The second half of the text is devoted to the two great men of theater that were Lugné-Poë and Jacques Copeau. The first was the founder of the theater of the Work, the second that of the theater of the Old Dovecote. "Do not be mistaken. With my showers, the water of these modest cisterns is the only drinking water. If you do not have the prudence to resist the Boulevard and if its miasmas seduce and contaminate you, I advise you to take a cure. Otherwise you will have the old age of
An autograph letter signed on November 2, 1921, about an article to be published, is bound at the top.
The manuscript was offered to Pierre Bergé by his friend Maïmé Arnodin (1916-2003), with a visiting card in her hand: "Un petit cahier bleu. Souvenir of a blue cross, from a friend who loves you."

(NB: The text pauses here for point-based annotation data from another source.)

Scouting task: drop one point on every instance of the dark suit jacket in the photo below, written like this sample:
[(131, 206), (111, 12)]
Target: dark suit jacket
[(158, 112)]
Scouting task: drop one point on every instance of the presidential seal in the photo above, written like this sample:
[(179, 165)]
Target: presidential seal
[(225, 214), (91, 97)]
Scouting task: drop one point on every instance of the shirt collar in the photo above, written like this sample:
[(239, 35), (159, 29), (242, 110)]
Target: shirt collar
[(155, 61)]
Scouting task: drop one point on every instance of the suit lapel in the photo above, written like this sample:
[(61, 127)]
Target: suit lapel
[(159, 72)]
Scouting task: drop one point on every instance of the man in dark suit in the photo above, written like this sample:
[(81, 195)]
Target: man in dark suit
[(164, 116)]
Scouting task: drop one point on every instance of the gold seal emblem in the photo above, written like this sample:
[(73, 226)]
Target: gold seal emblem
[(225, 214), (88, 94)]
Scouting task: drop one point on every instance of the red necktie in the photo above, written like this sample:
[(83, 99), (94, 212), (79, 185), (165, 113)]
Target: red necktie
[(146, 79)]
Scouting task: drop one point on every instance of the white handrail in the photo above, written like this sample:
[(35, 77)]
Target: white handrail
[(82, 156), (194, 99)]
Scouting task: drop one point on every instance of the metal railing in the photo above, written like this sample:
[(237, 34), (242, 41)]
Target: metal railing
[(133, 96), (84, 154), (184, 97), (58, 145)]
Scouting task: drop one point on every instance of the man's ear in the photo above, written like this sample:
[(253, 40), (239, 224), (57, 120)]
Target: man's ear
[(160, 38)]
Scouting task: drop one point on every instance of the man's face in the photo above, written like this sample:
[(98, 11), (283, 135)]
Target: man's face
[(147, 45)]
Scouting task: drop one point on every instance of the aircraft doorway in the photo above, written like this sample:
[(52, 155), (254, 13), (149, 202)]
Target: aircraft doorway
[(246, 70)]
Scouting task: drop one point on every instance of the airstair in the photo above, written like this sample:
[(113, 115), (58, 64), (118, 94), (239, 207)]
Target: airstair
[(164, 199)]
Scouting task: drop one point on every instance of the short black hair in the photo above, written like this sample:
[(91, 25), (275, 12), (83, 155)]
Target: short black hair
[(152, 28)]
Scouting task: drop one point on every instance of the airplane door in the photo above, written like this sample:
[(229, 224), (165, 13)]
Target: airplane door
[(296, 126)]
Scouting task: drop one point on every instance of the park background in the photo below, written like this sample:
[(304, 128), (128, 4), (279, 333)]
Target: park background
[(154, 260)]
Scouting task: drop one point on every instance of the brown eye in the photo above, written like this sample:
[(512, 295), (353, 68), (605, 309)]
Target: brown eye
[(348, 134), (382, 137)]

Founders of the Mafia agency, specialized in press and public relations and in advertising creation, Maïmé Arnodin and her partner Denise Fayolle revolutionized fashion and design in the 1960s. In 1977, Pierre Bergé entrusted them with the promotion of the perfume Opium and the campaigns for the beauty products of the brand Yves Saint Laurent. They were part of all the adventures of the fashion house.